String.new with Pointer(Char)

I have been doing a few C extensions and have noticed some strings I have to use as(Pointer(UInt8). This is not too annoying and can extracted to method and stuff. But I was wondering why. This seems to be like an alias and I dont know why this is a problem. Seems like some of the C extensions in the lib return Char* and work. Also looking into submitting a patch it looks like it would change some fundamental APIs. Would it be of benefit to more String to use Char instead of UInt8? It seems like it is the fundamental unit that String is based on.

example: Carcin

p = Pointer(Char).new(3)
p[0] = 'a'
p[1] = '\0'
p[2] = 'b'
s = String.new(p, 3)

I’m not sure I’m reading your comment correctly, but it seems you’re confusing Crystal’s Char type with C’s char. They are called the same, but are fundamentally different types. The latter represents an 8 bit character. It is mostly equivalent to Crystal’s UInt8 (alias LibC::Char = UInt8). Char is 4 byte wide and represents a Unicode codepoint in UTF-32 encoding.
While a string consists of characters, String uses UTF-8 encoding for space efficiency. That means 8 bit per character, which means the data format is compatible to a char pointer in C.
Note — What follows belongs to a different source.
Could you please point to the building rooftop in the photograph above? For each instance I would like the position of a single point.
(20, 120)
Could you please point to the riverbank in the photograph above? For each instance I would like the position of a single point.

Bottom line: The Char type is equivalent to C’s unsigned long. I don’t think there are any C APIs that use that to represent strings. So you should never need Pointer(Char) for library bindings.

Yep, that’s already String#to_unsafe. It applies implicitly when passing String to a lib function.

1 Like

That makes a lot of sense. I was mistaken and I think the compiler was saving me from myself. I will have to look into my C lib to make sure I am doing everything correctly.

The C/C++ equivalent of Crystal Char is wchar_t.

A wchar_t is not guaranteed to hold a Unicode code point, only a code unit of some encoding, which happens to be UTF-16 on Windows. Thus char32_t is probably closer. (This distinction is important because Crystal’s Win32 bindings use LibC::WCHAR everywhere.)

3 Likes

exactly, on most places (am I just thinking about Linux?) it will be 32bits, but it maybe not… One thing that I really dislike in the C and C++ standards is that they do not define anything exactly, there’s too much of depends on the platform, I understand that the platform spectrum for C language is really huge, but even so…

I think the Crystal idea to name the integer types like Int32, Int64, etc… was really a good choice, there’s no doubt about the type size so no need for a configure script to check a lot of things before compile. Now let’s wait to see if the future agrees with that decision.

2 Likes